Israel-founded Theator to work with Mayo Clinic to bring AI to surgical rooms
Startup will collaborate with the clinic’s urology and gynecology departments to test out its annotation and video analytics technology, aiming to improve surgeons’ performance
Shoshanna Solomon was The Times of Israel's Startups and Business reporter
Theator, an Israeli-founded, Palo Alto, California-based startup that aims to bring artificial intelligence and computer vision technologies to surgical rooms, has set up a collaboration with Mayo Clinic in the US.
The partnership will allow Theator to work with the clinic’s urology and gynecology departments and test out its annotation and video analytics technology to improve the surgeons’ pre-operative preparation and post-operative analysis and debriefing, in order to give surgeons a chance to improve their performance.
Using computer vision, software developed by the firm scans video footage of real-time procedures and their key moments. This allows surgeons to watch video recordings of procedures — broken down into their various steps — and fast forward or rewind to steps they wish to learn.

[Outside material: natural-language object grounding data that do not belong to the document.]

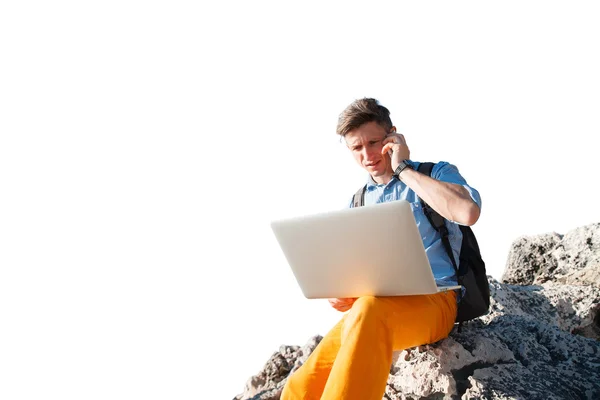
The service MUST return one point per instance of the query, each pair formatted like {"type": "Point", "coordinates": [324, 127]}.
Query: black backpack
{"type": "Point", "coordinates": [471, 270]}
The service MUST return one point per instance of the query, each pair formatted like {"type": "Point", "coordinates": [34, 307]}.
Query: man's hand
{"type": "Point", "coordinates": [342, 304]}
{"type": "Point", "coordinates": [396, 143]}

Users can also get digital summaries of their own surgical performance, with analytics, graphics and rankings, allowing them to pinpoint additional training and skills that might be needed.
The strategic collaboration follows Mayo Clinic’s investment in Theator’s $15.5 million Series A funding round earlier this year.
Theator was co-founded in 2018 by Dotan Asselman and Tamir Wolf, and has an R&D center in Israel.
The collaboration with Mayo Clinic will enable the firm to access “a rich array of insights from world-class urology and gynecology departments, with the goal of broadening our experience in order to tackle the pressing problems of disparity and variability in surgical care today,” said Dr. Tamir Wolf, CEO and co-founder of Theator.
The strategic collaboration “will deepen our visual and contextual understanding of surgical best practices and enable us to refine and develop our preoperative preparation and postoperative debrief Surgical Intelligence platform, helping surgeons around the world upskill and raise the standards of care for even more patients,” he added.